# Backhistory of the Nazgul



## Calion (Jan 9, 2013)

Sometimes the Nazgul are said to have been kings, but is there any passage from Tolkien that declares that each and every one of them used to be kings (before turning into wraiths)? Sometimes they are said to have been warriors, sorcerors, and kings, implying that some were not kings. At any rate, at least three of the Nazgul would not have been kings before turning into wraiths, since they were Numenoreans, and the deaths of the kings of Numenor are well-documented.

Also, is the Witch-King really very likely to have been one of the Numenorean Nazgul? Numenoreans are of course the "greatest" race, but we know that the second greatest Nazgul, Khamul, was an Easterling, and this means that at least two Numenorean Nazgul were ranked behind an Easterling Nazgul. Hence it seems entirely possible for the Lord of the Nazgul to have come from some other background than Numenor. In addition, while the title "Witch-King of Angmar" certainly refers to his kingship of Angmar (as a wraith), the fact that he feels comfortable with claiming kingship, and that he wears a crown in the Battle of the Pelennor Fields, make it seem like he might have been a king before turning into a wraith as well. And if he had been a king, then he could not have come from Numenor.

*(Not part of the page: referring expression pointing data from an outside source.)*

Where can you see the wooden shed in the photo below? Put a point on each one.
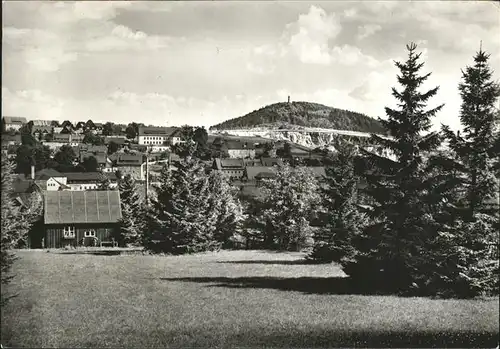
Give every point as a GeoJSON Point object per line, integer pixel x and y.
{"type": "Point", "coordinates": [80, 218]}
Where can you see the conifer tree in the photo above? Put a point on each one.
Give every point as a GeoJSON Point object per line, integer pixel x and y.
{"type": "Point", "coordinates": [388, 253]}
{"type": "Point", "coordinates": [463, 260]}
{"type": "Point", "coordinates": [342, 219]}
{"type": "Point", "coordinates": [226, 207]}
{"type": "Point", "coordinates": [131, 225]}
{"type": "Point", "coordinates": [183, 221]}
{"type": "Point", "coordinates": [13, 226]}
{"type": "Point", "coordinates": [473, 149]}
{"type": "Point", "coordinates": [290, 199]}
{"type": "Point", "coordinates": [104, 183]}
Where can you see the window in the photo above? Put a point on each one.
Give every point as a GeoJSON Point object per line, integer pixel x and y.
{"type": "Point", "coordinates": [69, 232]}
{"type": "Point", "coordinates": [89, 233]}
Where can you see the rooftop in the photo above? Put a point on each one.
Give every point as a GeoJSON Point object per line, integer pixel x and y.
{"type": "Point", "coordinates": [156, 131]}
{"type": "Point", "coordinates": [14, 120]}
{"type": "Point", "coordinates": [66, 207]}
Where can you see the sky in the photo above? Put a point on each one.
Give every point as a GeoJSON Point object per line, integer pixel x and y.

On the other hand, it's also entirely possible that he felt comfortable acting as a king because he had been a mightly lord of Numenor and of the House of Elros, so I guess it's hard to argue either way strongly based on this alone.


----------



## Red Leaf (Nov 7, 2016)

some thread Necromancy (ha! see what i did there...?), but hey...

like the OP i'm interested in the Nazgul as individuals - but my interest goes in a slightly different direction: we know that Sauron gave the nine Rings of Power to Men, however, do we know if Sauron gave them all out at the same time, or did he look for likely candidates over a much greater period of time?

so do we have a time when there was only one or two Nazgul, and then perhaps a few hundred years later there were another handful, and only after perhaps a thousand years were all nine in place?

now, i know that we only know of the two named (ish..) individual Nazgul - Witch King of Angmar and Khamul the Easterling - so the other seven are a bit of a mystery, and i wondered if (assuming the 'trickling theory' of the Nazgul is correct) if it was possible that Earnur, last king of Gondor, lured to Minas Morgul in 2050 TA and presumably tortured and probably murdered, was infact enslaved by Sauron with the use of one of the nine Rings of Power, and this 'forced' to become a Nazgul (presumably playing to the somewhat dark sense of humour of our favourite Lord of Mordor..)?

i realise the timing for this is all a bit tight - Earnur was taking in about 2050 TA, the rings give unatural long life, and presumably Sauron would need some time before he was convinced of the loyalty/dependability of his new servant - but is it potentially a runner?


----------



## ILegolasElda (Nov 8, 2016)

As far as a text from tolkien says I think he atleast gave them out at the same time, but I don't have a quote (I think it even was in lotr). I haven't read much about Nazghul and would be interested in the fact if there lifes are bound to their rings too (like Sauron's).

I think I'll search for the text...


----------



## ILegolasElda (Nov 8, 2016)

Correction : says that he (Sauron) atleast...


----------



## Ingolmin (Nov 16, 2016)

See, the Nazgul were warriors, sorcerors, and kings. Kings does not mean Kings of Gondor, Arnor or Numenor but small kings under the lordship of the Kings of Numenor. And we have no proof that they were of the Line of Elros but we are fully sure they were of the Dunedain and would be far relative of the Kings or the Lords of Andunie. And Khamul was second in no. to Witch King, it was no play of ancestry that made these men servants of Sauron but their great leadership qualities and other things which made Sauron think that if he would conquer such men by giving them rings, they would then work for him.


----------